Amanita phalloide, often known as "death cap" in English-speaking nations and unquestionably the most well-known poisonous mushroom in the world, is hazardous because of a group of chemicals called amatoxins. Probability lethal concentrations of amanitins are present in all Phalloideae members. Other species including A. verna, A. virosa, A. bisporigera and A. ocreata also contain these mycotoxins. Within the major species of concern are amatoxins from the genera Galerina (G. marginata and G. autumnalis) and Lepiota (L. brunneoincarnata and L. helveola) [5].

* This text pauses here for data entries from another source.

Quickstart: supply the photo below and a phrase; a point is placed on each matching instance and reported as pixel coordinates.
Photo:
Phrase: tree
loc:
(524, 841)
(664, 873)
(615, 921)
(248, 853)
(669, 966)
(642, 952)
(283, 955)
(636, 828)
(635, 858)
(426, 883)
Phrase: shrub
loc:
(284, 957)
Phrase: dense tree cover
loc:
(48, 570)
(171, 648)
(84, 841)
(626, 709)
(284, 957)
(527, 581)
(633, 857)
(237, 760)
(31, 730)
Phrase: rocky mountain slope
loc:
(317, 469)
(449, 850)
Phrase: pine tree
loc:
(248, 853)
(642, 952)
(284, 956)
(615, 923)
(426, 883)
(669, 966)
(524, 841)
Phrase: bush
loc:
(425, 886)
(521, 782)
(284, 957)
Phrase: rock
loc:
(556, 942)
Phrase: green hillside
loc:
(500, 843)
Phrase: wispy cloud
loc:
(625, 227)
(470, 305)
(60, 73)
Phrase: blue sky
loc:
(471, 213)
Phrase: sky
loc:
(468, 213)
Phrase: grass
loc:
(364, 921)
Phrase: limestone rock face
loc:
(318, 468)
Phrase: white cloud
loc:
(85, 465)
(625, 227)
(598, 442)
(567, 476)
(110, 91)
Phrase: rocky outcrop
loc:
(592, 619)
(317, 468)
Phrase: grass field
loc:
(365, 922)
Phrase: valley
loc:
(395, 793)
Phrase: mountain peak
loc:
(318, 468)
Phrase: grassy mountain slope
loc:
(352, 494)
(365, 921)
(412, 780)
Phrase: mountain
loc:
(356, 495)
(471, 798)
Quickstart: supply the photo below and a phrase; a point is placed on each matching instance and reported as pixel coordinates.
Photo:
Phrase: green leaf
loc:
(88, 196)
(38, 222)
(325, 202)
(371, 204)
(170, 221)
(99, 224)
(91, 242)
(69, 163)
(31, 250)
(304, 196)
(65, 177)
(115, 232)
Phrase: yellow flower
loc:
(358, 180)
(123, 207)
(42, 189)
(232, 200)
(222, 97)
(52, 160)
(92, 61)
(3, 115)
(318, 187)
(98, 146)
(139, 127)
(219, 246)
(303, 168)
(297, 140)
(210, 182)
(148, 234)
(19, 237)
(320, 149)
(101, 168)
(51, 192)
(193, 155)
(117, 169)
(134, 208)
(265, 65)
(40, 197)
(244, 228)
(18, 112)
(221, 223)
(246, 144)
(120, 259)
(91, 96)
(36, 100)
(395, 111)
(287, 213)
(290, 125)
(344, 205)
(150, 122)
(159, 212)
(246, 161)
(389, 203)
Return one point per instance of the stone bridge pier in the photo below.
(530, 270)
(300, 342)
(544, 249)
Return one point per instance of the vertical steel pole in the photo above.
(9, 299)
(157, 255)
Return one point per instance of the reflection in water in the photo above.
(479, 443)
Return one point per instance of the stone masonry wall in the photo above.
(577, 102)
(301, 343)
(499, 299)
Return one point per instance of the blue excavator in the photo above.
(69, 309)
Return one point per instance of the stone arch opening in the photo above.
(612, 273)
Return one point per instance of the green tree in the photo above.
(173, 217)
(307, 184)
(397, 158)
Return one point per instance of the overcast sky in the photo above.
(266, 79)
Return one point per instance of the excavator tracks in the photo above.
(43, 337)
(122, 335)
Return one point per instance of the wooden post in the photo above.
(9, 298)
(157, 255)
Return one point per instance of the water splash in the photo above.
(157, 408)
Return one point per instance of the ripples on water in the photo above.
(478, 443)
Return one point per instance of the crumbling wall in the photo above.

The primary toxin in mushrooms belonging to the genus Gyromitra in the family Discinaceae is gyromitrin. Gyromitra esculenta, the most prevalent mushroom, is frequently mistaken for a morel, earning it the moniker "false morel." It belongs to the same subgroup as G. fastigiate and G. ambigua. There is no proof that Gyromitrin is present in G. gigas. Gyromitrin appears to be present in a sizable section of the genus Gyromitra. G. esculenta also includes the toxins pentanal N-methyl-N-formylhydrazone, 3-methylbutanal N-methyl-N-formylhydrazone and hexanal N-methyl-N-formylhydrazone in addition to gyromitrin. By hydrolysis, all of these substances result in the creation of methylhydrazine.

Conclusion

The very hazardous mycotoxins orellanine, - and - amanitin, muscarine, ibotenic acid, muscimol and gyromitrin were the subject of this evaluation of the literature, which was analytical in nature. The gaps in knowledge are identified. Although there is a dearth of scientific information, particularly with regard to the metabolism of mycotoxins in biological matrices, there is also a dearth of analytical resources. The creation and validation of specialised analytical techniques tailored for the examination of these mycotoxins in distinct matrices are actually in dire demand.

Conflict of Interest

No potential conflict of interest was reported by the authors.